Enviada em 16/03/2022

No filme “Juno” retrata a história de uma adolescente norte-americana que engravida e tem que lidar com preconceito e inseguranças de uma gravidez precoce. No Brasil a situação não é diferente,as adolescentes gravídas sofrem esse preconceito na sociedade,devido esse contexto é discutível que a gravidez na adolescência é um problema devido não só à dificuldade de abordar o assunto gerando a falta de conhecimento ,mas também à negligência estatal nas políticas públicas de conscientização.

A formação religiosa histórica brasileira conduziu o sexo como uma questão de “tabu”,se o sexo é uma questão de “tabu” as pessoas falam pouco sobre o assunto, ou seja,predomina a desinformação pois não retrata nas escolas e nem no núcleo familiar,a partir dessa desinformação podemos agravar a tomada de comportamentos sexuais irresponsáveis pelos adolescentes.

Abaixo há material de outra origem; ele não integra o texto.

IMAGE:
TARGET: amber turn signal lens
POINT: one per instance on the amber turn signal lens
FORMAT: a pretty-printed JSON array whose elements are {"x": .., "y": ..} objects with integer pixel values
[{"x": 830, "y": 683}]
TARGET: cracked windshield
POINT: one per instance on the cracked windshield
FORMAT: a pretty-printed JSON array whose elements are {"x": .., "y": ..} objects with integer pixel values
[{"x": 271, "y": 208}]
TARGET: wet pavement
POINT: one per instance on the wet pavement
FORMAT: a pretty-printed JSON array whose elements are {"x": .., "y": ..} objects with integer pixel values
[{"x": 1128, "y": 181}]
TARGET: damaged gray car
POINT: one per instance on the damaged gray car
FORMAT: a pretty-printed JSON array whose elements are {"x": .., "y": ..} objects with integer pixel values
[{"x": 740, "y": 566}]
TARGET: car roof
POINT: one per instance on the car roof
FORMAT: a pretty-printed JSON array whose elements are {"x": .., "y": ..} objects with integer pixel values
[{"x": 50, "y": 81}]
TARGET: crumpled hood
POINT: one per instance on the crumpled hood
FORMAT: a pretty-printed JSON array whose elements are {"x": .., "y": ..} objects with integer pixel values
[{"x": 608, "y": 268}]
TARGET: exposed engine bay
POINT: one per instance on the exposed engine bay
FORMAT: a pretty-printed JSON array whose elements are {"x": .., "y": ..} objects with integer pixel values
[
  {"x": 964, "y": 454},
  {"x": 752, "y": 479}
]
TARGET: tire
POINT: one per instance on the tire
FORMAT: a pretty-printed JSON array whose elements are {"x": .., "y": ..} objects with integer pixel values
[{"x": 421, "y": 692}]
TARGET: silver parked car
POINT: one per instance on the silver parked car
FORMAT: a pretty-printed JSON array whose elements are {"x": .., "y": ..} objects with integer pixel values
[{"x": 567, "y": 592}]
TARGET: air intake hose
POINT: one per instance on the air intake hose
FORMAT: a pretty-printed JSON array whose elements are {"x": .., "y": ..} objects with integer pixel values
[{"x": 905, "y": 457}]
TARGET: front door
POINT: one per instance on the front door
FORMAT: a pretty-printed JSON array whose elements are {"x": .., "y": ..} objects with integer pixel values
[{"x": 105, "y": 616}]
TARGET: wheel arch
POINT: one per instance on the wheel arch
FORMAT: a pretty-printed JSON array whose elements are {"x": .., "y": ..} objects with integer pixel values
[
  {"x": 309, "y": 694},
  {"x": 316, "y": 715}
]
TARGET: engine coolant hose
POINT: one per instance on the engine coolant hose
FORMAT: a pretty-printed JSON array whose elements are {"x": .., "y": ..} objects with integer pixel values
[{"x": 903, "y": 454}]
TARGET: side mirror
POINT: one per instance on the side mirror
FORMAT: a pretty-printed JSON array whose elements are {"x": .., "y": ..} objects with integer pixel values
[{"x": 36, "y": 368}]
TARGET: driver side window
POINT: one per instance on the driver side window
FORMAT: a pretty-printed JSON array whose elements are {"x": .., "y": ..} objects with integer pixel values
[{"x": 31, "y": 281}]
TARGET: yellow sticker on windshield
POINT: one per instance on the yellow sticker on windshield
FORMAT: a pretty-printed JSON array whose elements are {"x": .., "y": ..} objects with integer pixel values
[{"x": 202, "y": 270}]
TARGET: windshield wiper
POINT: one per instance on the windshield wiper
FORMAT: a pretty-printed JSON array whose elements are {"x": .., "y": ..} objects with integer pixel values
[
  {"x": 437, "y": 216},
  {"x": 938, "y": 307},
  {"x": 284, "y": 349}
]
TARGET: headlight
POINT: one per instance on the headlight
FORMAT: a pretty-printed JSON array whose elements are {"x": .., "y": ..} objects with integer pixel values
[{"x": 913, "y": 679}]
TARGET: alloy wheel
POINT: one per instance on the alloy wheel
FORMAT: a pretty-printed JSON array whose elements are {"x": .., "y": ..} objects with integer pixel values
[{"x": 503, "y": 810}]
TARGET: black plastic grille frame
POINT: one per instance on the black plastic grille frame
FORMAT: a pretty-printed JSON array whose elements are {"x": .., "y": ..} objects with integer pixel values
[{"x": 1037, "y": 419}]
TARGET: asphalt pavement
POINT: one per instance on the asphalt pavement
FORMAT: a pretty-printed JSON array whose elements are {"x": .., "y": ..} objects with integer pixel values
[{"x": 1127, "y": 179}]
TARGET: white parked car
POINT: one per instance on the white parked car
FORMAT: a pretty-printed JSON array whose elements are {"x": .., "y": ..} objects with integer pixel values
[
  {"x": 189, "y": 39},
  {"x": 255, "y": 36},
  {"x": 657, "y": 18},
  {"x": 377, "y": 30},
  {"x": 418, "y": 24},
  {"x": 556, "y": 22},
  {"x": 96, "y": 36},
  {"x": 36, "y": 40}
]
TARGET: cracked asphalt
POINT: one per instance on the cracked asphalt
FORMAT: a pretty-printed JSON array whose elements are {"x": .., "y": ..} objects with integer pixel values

Por mais que as meninas de hoje saibam da existência de contraceptivos,não é uma questão simplesmente de conhecimento mas também de empoderar essas meninas para não apenas terem a informação mas conseguirem negociar à ultilização de preservativos com ses parceiros. Mesmo que esses metódos estejam disponiveís em unidades de saúde,nem todas essas meninas tem segurança suficiente para lidar com o julgamento social e procurar pelos métodos contracptivos nas unidades de saúde.

Enquanto sexo e sexualidade forem “tabus” na sociedade brasileira veremos desinformação,abuso sexual e comportamento sexual irresponsável.O ministério da saúde em parceria com as principais emissoras da televisão vêm com as principais mídias digitais poderiam elaborar uma campanha nacional de combate a gravidez na adolescência,essa campanha investiria numa conscientização,atavés da ultilização de formadores de opinião ligados ao público infantil e juvenil,e ouvindo as vozes de meninas que enfrentaram uma gravidez precoce na adolescência.